Der Auchan war ein gigantischer weißer Klotz und hatte mehr Kassen als manche Flughäfen Gates. Albin verlief sich dort regelmäßig und war im Übrigen von dem Angebot vollkommen überfordert. Deswegen fuhr er nur hin, wenn es sich nicht umgehen ließ und ihm gezielt zuvor gesagt worden war, was er dort besorgen sollte und wo er es fände. Zudem ging es in einem solchen Konsumtempel in der Vorweihnachtszeit zu wie in der Kaaba zu Mekka, wenn die Pilger kamen. Mit anderen Worten: Es war die Hölle los.

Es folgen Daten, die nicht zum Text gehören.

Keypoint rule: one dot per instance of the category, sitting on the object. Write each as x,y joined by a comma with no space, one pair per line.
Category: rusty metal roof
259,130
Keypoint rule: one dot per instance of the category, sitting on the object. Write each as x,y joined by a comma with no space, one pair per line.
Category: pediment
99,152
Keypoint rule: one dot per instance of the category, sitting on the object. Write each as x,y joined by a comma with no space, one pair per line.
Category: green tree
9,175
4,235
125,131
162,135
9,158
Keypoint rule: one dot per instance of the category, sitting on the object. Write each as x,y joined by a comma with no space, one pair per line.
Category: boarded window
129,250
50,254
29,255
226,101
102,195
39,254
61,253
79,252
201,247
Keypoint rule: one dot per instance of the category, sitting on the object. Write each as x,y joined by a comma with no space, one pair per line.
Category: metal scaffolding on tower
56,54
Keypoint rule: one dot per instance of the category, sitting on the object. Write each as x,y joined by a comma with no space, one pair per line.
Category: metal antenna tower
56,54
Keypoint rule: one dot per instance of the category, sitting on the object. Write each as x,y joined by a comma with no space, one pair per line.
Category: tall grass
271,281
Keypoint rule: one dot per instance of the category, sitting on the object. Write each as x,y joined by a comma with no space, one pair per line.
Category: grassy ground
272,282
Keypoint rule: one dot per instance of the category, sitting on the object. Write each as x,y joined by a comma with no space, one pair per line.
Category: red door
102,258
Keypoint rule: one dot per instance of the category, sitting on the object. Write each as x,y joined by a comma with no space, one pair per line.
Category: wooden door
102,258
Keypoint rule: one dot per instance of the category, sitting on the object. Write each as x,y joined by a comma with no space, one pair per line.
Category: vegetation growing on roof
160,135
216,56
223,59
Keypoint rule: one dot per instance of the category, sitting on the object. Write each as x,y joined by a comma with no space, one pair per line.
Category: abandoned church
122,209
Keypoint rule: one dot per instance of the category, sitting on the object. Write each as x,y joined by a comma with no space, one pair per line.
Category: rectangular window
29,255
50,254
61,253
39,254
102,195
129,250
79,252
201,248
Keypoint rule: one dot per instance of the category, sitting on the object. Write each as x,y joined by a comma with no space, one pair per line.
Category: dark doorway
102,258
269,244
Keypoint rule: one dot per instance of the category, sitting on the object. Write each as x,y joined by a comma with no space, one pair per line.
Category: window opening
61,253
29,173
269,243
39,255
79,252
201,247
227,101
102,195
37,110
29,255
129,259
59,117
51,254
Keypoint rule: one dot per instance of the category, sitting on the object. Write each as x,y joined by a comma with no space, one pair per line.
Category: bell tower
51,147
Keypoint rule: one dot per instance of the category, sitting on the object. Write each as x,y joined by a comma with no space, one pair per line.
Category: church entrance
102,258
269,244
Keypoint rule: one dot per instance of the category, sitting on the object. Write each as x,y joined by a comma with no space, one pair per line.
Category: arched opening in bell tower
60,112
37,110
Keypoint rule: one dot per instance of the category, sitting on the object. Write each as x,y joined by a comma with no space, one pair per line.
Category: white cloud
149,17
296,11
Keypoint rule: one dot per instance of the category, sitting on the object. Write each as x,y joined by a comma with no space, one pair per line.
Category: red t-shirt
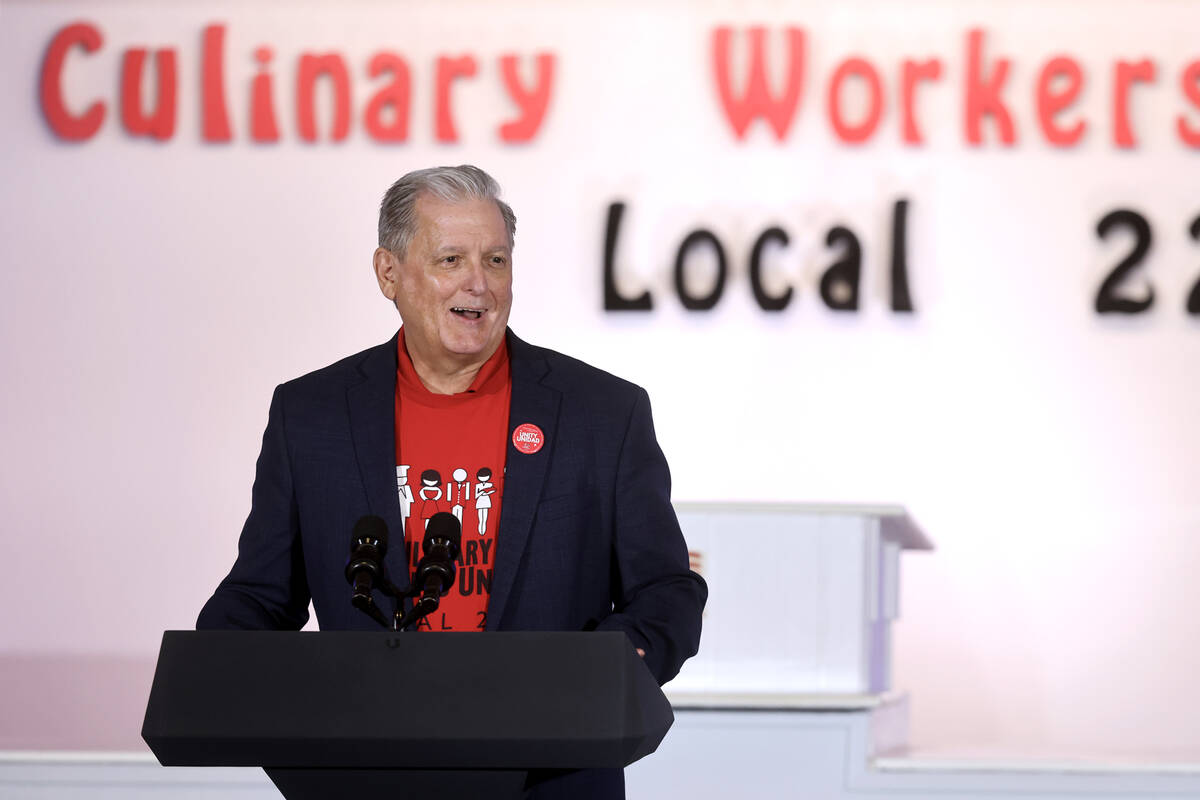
450,452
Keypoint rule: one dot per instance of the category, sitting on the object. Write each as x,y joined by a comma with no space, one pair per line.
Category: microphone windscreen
443,525
371,528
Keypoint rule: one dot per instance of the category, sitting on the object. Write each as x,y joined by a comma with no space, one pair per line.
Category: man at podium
550,465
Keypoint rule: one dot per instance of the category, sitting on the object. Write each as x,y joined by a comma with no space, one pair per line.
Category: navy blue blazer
587,536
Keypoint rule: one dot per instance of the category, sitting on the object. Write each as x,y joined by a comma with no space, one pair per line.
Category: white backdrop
155,292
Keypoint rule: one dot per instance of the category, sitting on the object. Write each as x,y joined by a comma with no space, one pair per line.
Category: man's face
454,286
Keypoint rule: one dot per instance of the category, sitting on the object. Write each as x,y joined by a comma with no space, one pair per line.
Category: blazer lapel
523,473
372,411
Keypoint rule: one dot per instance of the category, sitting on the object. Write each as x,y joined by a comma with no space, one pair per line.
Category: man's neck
445,378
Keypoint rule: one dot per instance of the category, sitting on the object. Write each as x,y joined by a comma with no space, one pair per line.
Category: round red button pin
528,438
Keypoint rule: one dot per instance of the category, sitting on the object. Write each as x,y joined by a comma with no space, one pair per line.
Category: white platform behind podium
801,600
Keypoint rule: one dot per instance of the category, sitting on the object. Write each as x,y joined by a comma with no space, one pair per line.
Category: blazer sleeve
659,601
267,588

In der Meeresfrüchteabteilung hatte Albin den Eindruck, als sei der halbe Atlantik leergefischt worden und als hätten sämtliche Austernzüchter von der Île d’Oléron und Umgebung ihre Jahresproduktion hier in kleinen Körben abgeliefert – von den anderen Muschelsorten gar nicht erst zu sprechen. Daneben ruhte eine Armada von Langusten und Krebsen sowie ganze Kutterladungen von Garnelen. Ein paar Gänge weiter befanden sich aus Gläsern und Dosen mit Foie gras errichtete Wände, die Donald Trump gut für eine Mauer entlang der Grenze zu Mexiko verwenden könnte. Aber vermutlich standen dem die Luxuszölle auf Feinkost aus Frankreich im Wege. Dazwischen bogen sich dekorative Holzkarren unter Hunderten von Schinken und Würsten. Und überall Menschen, Menschen, Menschen. An der Spielwarenabteilung war Albin ohne hinzusehen vorbeigelaufen, um von den Barbiepuppen und Stoffeinhörnern nicht farbenblind zu werden – wohl wissend, dass er sie früher oder später doch würde aufsuchen müssen, um die Geschenke für die Kinder zu besorgen.
Zwischendurch wanderten seine Gedanken immer wieder zurück zu der Obduktion und der Besprechung mit Castel und Theroux und den merkwürdigen Umständen, unter denen die Leiche gefunden worden war. Warum verwandelte jemand eine Frau in eine Braut und trennte ihr die Geschlechtsorgane vom Körper ab? Und vor allen Dingen, überlegte Albin beim Warten an der Fleischtheke und beim Betrachten der Berge von Steaks und Koteletts, was hatte er damit gemacht? Bewahrte er sie auf? Albin wischte die Gedanken wieder fort. Die professionellen Mechanismen, derlei Bilder und Gedanken aus dem Alltag zu verdrängen, funktionierten immer noch. Aber nachts, wenn man allein mit sich und der Dunkelheit war, war das eine ganz andere Sache.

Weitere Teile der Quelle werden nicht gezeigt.